I agree with the concept, but I do not like you referring to people as "drones" due to the negative connotation. Yes, in a practical sense, "drones" exist in a hive and might all seem to just be about accomplishing a certain practical task without needing to imagine or consider in a "higher plane"... but the entire hive would collapse without the drones' existence and efforts. EVERYONE serves a purpose that is valued and necessary. You might not have meant to suggest a negative connotation, but unfortunately in American culture, the negative connotation is nowadays the standard definition of drone.
I understand full well the importance of such people, and I meant no offense. I didn't mean "drones" in the sense that a lot of people are them, but in the sense that everyone has a little "drone" in them. Everyone is individual, yet also interconnected, and when you get right down to it (and take the body away), where one person ends and another begins becomes a very vague line. What are we, but a governing force over a collection of thoughts, memories, and ideas, many of which remain relatively similar, regardless of who they belong to. You see that chair, and I see that chair; it's the same sensation. It's what we as individuals
do with that sensation that counts.
Yeah, you gotta watch this. You distastefully come across as an elitist and rather inexperienced in life. At this stage of my existence, after getting to know lots of types of people, I don't really care if someone is a janitor, a secretary, a DOT worker, a scientist, a theologian, or a dog catcher: We ALL have worlds living within us, bright unique specifics worlds full of hopes and dreams, an entire mysterious array of worlds, and your attitude comes off as dismissive and short-sighted. Dreamers are valuable... but so is everyone else.
As much as I appreciate you protecting the masses, that is not at all what I said, or meant to say. I'm not insulting people, or looking down on them, or dismissing them as inferior, or anything even remotely like that; I am simply describing how things work, from a purely objective standpoint, in an imagined reality by using my own as reference. I apologize again for giving that impression.
Free will is an assumption.
No one is completely free.
You are currently caught in webs of thinking just from the culture, time period, physical body, family, ethnic background, and economic group you have been raised in, among other things.
You might feel like you have the power of choice, but all the choices that you have have already been handed to you and you're not aware of choices outside of them.
An argument I've heard before, and one I don't believe, though I can respect that you do.
No, I missed your large leap from the prior paragraph to this one.
Yeah, I kinda put that in for dramatic effect...
*sheepish grin*
Though now that I look back on it, there isn't really a leap to make, because the connections (between the paragraphs) necessary for such a leap aren't there. I tried to explain it in the next part of the second paragraph.
On the other hand, this rather ties in to the previous bit. We, as members of this mess of creation called the world, are all a part of God's mind. However, my point is, if we're all sentient, are we all, in some way, "God", in the same sense that the more sentient characters in my paracosm (imagined world; I just learned that word) are me, recognized and named as aspects of myself?

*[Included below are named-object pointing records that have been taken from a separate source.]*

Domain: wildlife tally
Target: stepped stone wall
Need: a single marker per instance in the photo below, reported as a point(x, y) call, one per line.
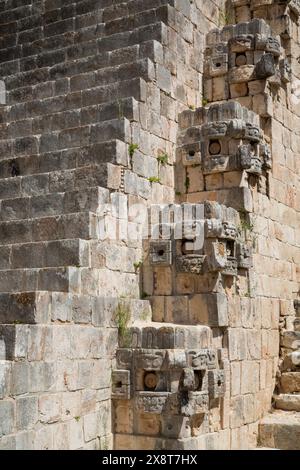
point(119, 109)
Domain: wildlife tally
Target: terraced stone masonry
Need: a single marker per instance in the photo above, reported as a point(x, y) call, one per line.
point(111, 341)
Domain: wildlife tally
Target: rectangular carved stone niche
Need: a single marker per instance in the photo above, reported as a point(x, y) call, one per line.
point(121, 385)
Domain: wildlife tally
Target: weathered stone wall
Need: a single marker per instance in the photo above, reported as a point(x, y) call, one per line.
point(84, 79)
point(100, 95)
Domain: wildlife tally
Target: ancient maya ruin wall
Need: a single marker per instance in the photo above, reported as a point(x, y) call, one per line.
point(186, 337)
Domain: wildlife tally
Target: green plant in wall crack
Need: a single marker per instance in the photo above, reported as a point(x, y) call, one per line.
point(226, 17)
point(187, 183)
point(163, 159)
point(123, 317)
point(137, 265)
point(132, 148)
point(154, 179)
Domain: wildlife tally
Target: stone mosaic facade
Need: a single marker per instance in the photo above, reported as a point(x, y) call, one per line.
point(149, 224)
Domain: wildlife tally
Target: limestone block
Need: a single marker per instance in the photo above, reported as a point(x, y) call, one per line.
point(290, 382)
point(216, 384)
point(50, 408)
point(26, 412)
point(7, 415)
point(121, 384)
point(161, 253)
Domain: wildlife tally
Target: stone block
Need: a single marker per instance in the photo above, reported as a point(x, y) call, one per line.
point(26, 412)
point(7, 417)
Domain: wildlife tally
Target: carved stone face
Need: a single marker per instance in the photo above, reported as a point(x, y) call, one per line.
point(176, 382)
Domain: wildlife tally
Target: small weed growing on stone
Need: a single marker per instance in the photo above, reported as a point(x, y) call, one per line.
point(154, 179)
point(137, 265)
point(187, 183)
point(132, 148)
point(123, 316)
point(163, 159)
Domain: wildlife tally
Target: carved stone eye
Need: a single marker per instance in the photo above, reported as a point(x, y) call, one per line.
point(150, 381)
point(240, 60)
point(214, 147)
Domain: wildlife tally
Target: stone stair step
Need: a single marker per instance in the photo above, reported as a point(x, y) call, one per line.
point(54, 182)
point(290, 340)
point(291, 362)
point(167, 336)
point(290, 382)
point(93, 41)
point(79, 225)
point(281, 430)
point(54, 204)
point(29, 280)
point(46, 306)
point(59, 253)
point(287, 402)
point(68, 139)
point(113, 151)
point(81, 80)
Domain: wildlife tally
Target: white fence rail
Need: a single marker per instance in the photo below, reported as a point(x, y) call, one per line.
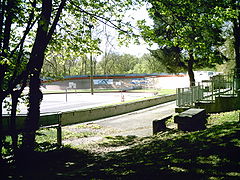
point(219, 85)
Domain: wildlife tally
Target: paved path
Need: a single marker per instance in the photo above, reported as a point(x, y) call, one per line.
point(74, 101)
point(138, 123)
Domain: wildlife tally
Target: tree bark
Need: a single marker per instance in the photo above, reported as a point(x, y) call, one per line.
point(190, 70)
point(236, 33)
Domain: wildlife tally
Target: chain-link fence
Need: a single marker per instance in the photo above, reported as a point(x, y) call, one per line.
point(206, 91)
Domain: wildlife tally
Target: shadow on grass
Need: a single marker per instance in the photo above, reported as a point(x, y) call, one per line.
point(210, 154)
point(115, 141)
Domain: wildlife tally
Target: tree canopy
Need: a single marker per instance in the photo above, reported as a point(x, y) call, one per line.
point(193, 27)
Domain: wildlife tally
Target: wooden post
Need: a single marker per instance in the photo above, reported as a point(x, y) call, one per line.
point(59, 131)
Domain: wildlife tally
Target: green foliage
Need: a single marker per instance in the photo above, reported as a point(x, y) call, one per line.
point(191, 26)
point(209, 154)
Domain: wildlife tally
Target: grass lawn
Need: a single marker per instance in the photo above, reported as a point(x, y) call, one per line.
point(213, 153)
point(159, 91)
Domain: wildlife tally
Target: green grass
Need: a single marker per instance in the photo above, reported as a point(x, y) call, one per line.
point(208, 154)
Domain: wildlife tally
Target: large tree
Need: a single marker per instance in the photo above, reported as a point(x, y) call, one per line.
point(193, 28)
point(27, 28)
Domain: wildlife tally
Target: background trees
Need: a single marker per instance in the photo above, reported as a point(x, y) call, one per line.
point(193, 28)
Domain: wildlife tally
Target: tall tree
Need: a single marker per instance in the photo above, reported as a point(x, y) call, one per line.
point(190, 26)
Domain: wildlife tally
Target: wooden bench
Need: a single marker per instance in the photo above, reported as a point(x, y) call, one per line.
point(191, 120)
point(160, 124)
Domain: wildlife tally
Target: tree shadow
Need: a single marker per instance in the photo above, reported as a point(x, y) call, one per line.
point(209, 154)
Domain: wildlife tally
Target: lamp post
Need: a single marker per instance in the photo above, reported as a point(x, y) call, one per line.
point(91, 62)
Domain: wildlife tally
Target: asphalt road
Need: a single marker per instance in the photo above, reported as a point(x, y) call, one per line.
point(74, 101)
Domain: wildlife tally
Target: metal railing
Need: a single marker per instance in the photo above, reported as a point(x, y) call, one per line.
point(207, 91)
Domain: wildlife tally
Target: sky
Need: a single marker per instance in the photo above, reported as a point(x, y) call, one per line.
point(133, 49)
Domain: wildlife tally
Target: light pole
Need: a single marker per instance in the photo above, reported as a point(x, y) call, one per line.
point(91, 62)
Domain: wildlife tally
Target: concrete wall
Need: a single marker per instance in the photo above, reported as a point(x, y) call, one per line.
point(221, 104)
point(79, 116)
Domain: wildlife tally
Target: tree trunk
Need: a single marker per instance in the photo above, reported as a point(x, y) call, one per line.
point(190, 70)
point(236, 32)
point(35, 65)
point(43, 38)
point(14, 135)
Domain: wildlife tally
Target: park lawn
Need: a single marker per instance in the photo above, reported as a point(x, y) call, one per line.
point(208, 154)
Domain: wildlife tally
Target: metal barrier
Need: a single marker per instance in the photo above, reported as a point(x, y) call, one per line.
point(220, 85)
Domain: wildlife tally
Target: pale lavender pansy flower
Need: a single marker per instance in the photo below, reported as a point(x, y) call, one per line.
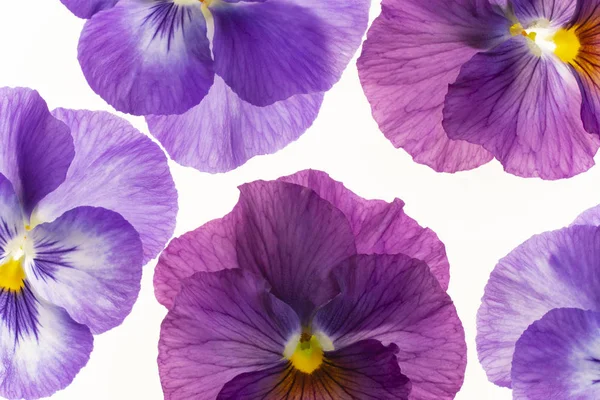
point(309, 291)
point(219, 81)
point(85, 201)
point(537, 328)
point(457, 83)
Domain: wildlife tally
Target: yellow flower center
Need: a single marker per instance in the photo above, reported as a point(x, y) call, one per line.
point(567, 45)
point(308, 355)
point(564, 43)
point(12, 274)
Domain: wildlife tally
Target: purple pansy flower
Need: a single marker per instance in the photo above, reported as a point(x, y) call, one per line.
point(307, 291)
point(457, 83)
point(540, 314)
point(220, 81)
point(85, 201)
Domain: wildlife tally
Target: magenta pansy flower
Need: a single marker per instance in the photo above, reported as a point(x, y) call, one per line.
point(458, 83)
point(307, 291)
point(85, 201)
point(537, 328)
point(220, 81)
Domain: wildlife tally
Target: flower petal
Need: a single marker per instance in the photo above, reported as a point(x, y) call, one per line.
point(364, 370)
point(223, 131)
point(292, 238)
point(12, 220)
point(118, 168)
point(41, 347)
point(379, 227)
point(524, 109)
point(148, 57)
point(270, 51)
point(558, 12)
point(589, 217)
point(558, 358)
point(87, 8)
point(585, 65)
point(88, 261)
point(36, 149)
point(552, 270)
point(209, 248)
point(278, 230)
point(223, 324)
point(414, 49)
point(395, 299)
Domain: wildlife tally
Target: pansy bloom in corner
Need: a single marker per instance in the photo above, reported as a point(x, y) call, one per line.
point(537, 328)
point(457, 83)
point(85, 201)
point(307, 291)
point(220, 81)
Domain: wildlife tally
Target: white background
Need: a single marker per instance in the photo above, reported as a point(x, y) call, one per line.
point(480, 215)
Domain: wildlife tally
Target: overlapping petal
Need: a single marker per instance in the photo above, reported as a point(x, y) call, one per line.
point(379, 227)
point(148, 57)
point(589, 217)
point(87, 8)
point(118, 168)
point(414, 49)
point(41, 347)
point(556, 269)
point(223, 324)
point(524, 109)
point(585, 65)
point(556, 12)
point(36, 148)
point(364, 370)
point(88, 261)
point(223, 131)
point(211, 247)
point(12, 220)
point(293, 238)
point(269, 51)
point(396, 299)
point(558, 357)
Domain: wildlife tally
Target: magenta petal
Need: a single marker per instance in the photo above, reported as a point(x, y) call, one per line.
point(524, 109)
point(148, 57)
point(87, 8)
point(89, 262)
point(552, 270)
point(36, 149)
point(223, 324)
point(223, 131)
point(364, 370)
point(292, 238)
point(118, 168)
point(414, 49)
point(558, 357)
point(396, 299)
point(379, 227)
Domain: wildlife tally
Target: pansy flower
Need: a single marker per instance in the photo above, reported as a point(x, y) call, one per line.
point(220, 81)
point(457, 83)
point(307, 291)
point(540, 315)
point(85, 201)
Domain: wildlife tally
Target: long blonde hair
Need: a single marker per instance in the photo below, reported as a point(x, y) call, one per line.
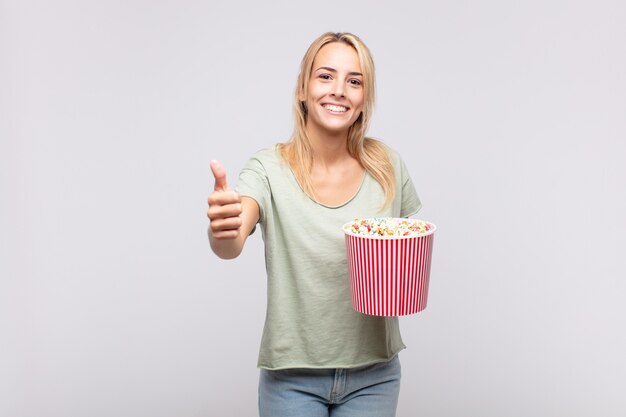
point(370, 153)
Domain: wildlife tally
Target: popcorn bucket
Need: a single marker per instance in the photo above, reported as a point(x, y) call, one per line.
point(389, 274)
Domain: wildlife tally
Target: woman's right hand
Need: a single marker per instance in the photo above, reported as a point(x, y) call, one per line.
point(224, 207)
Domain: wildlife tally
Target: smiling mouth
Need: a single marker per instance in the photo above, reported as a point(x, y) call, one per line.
point(335, 108)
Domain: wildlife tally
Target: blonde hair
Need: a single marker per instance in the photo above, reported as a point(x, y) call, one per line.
point(370, 153)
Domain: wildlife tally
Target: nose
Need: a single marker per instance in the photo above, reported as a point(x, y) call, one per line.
point(338, 89)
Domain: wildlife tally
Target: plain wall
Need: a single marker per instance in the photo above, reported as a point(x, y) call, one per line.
point(510, 116)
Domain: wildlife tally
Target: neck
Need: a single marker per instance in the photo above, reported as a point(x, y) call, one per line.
point(328, 147)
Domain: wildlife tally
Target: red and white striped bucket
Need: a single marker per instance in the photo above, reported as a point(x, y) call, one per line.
point(389, 275)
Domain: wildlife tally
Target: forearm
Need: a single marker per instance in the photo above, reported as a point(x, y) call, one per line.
point(226, 248)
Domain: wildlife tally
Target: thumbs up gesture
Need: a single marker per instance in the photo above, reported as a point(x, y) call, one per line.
point(224, 206)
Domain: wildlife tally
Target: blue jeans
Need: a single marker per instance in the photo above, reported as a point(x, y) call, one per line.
point(368, 391)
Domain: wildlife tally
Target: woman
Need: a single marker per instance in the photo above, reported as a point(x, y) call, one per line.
point(318, 356)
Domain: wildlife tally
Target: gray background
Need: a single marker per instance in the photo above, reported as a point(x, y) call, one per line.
point(509, 114)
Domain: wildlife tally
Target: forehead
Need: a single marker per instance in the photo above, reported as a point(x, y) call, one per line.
point(339, 56)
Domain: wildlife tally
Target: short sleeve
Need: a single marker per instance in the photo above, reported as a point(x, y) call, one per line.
point(253, 183)
point(411, 203)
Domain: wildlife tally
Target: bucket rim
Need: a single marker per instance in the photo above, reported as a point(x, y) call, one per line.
point(430, 232)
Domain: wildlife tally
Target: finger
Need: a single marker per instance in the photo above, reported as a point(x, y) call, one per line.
point(222, 198)
point(226, 234)
point(224, 212)
point(220, 176)
point(221, 225)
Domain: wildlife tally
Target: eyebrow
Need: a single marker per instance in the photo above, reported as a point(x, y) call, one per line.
point(334, 70)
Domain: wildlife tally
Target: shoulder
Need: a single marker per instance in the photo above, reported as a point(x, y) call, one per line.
point(393, 156)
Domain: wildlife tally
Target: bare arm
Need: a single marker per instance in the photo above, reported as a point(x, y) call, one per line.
point(231, 216)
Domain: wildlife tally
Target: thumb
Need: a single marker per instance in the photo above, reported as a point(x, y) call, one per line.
point(220, 176)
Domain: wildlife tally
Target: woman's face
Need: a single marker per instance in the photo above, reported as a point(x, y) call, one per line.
point(335, 92)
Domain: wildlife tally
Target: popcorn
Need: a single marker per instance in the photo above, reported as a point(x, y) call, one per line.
point(388, 227)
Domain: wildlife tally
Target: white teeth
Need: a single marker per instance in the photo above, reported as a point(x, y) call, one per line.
point(332, 107)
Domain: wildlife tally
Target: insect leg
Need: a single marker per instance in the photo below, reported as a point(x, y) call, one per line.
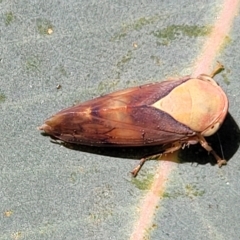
point(172, 148)
point(206, 146)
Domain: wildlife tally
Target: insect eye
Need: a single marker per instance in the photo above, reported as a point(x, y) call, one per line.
point(211, 130)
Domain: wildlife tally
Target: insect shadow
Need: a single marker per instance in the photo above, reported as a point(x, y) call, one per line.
point(225, 142)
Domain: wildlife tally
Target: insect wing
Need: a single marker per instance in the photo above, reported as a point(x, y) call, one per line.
point(123, 118)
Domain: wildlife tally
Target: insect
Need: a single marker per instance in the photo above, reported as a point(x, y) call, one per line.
point(171, 113)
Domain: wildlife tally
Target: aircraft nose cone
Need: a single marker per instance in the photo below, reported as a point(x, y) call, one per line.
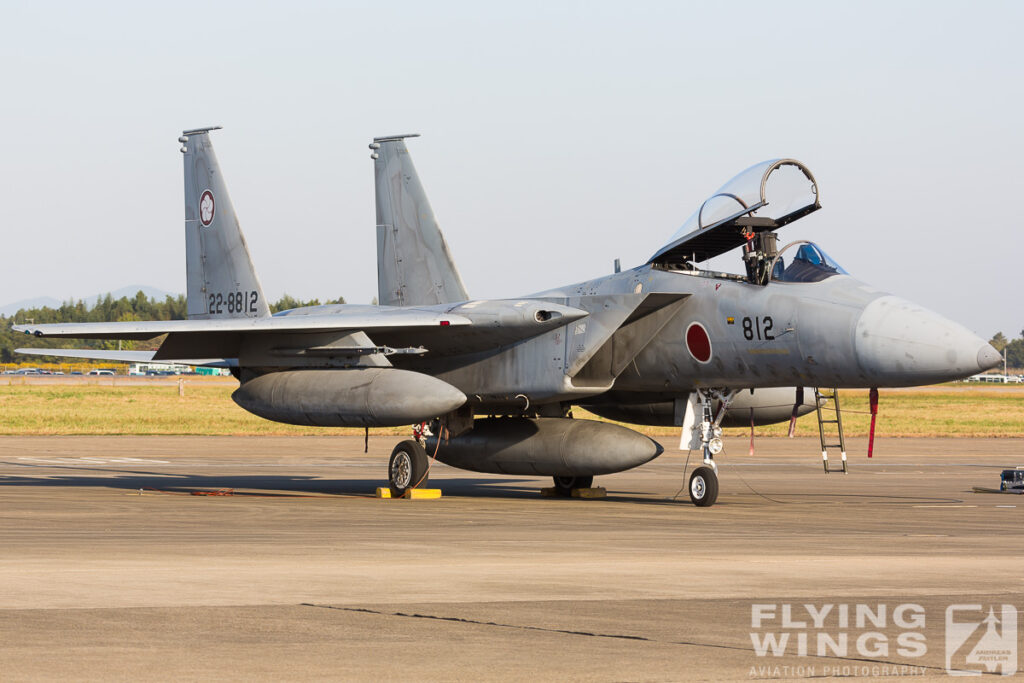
point(899, 343)
point(988, 357)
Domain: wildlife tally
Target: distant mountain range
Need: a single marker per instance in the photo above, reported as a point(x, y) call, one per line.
point(130, 291)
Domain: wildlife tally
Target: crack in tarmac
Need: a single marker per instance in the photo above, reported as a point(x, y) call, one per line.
point(613, 636)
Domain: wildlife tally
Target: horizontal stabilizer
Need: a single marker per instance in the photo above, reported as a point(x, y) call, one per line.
point(356, 317)
point(122, 356)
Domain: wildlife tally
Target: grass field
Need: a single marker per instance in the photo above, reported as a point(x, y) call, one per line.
point(208, 409)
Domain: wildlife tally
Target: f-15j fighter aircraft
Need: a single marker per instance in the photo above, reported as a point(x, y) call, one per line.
point(667, 342)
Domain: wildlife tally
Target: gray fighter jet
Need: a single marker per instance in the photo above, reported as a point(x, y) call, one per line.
point(491, 384)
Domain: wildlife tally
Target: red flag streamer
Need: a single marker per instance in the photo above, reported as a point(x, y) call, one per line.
point(796, 412)
point(872, 396)
point(752, 431)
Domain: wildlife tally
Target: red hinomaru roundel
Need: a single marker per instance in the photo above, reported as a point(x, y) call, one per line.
point(207, 207)
point(697, 342)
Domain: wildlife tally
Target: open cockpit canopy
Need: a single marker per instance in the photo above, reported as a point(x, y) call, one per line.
point(762, 199)
point(808, 263)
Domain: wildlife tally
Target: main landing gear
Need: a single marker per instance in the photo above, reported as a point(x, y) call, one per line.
point(704, 481)
point(409, 467)
point(565, 484)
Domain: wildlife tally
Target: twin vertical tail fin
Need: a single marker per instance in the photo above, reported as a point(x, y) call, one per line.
point(414, 264)
point(221, 281)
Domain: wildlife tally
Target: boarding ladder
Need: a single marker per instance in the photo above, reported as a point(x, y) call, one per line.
point(830, 399)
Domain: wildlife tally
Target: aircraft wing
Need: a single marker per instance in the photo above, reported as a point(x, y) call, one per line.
point(397, 318)
point(122, 356)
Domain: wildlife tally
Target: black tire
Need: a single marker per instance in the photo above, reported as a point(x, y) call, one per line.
point(408, 467)
point(704, 486)
point(565, 484)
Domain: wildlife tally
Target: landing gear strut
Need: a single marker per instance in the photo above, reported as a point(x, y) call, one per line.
point(704, 481)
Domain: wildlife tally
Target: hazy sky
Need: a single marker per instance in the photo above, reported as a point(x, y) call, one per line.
point(556, 136)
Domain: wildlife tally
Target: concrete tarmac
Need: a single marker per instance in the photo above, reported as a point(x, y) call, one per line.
point(112, 569)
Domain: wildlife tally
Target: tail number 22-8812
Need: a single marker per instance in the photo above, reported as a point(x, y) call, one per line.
point(232, 302)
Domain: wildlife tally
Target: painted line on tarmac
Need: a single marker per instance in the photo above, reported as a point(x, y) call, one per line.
point(42, 462)
point(945, 506)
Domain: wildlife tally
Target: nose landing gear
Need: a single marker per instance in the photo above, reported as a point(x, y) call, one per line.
point(704, 481)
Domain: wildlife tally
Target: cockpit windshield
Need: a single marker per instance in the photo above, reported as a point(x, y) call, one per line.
point(809, 264)
point(762, 199)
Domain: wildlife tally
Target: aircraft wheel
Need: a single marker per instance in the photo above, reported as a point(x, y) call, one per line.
point(565, 484)
point(704, 486)
point(408, 467)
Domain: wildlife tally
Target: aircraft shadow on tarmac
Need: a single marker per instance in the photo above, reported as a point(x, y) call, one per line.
point(263, 484)
point(298, 484)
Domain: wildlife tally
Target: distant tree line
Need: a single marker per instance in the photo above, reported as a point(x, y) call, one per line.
point(1015, 349)
point(109, 309)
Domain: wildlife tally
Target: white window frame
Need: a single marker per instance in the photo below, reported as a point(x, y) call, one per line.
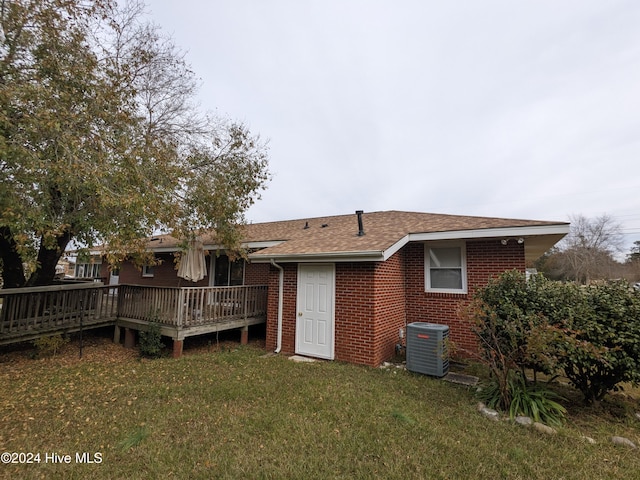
point(463, 267)
point(148, 271)
point(88, 270)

It is difficult to explain; like the Holy Trinity, actually, but if this is true, then, and I mean this in the humblest possible sense,
we decide what
God thinks, and
God decides what
we think, and those distinctions are too close together to remain separate.
Is there a discernible rational answer to that? Or is it just the stuff of speculation?
How should I know?
It sounds more the realm of philosophy, religion, and creativity.
Which is why I chose Philosophy and Spirituality.
Yes, it somehow became a discussion of a particular sect of Christian doctrine.
Yes, I suppose it did.
Yeah, that was the standard Christian boilerplate there.
(How's it feel to be the spawn of Satan?)
Tiring. The way I see it, Jesus himself was a radical at the time, full to the brim with new ideas that contradicted what many people thought. I ask myself sometimes whether, if he came back now, anyone would recognize him.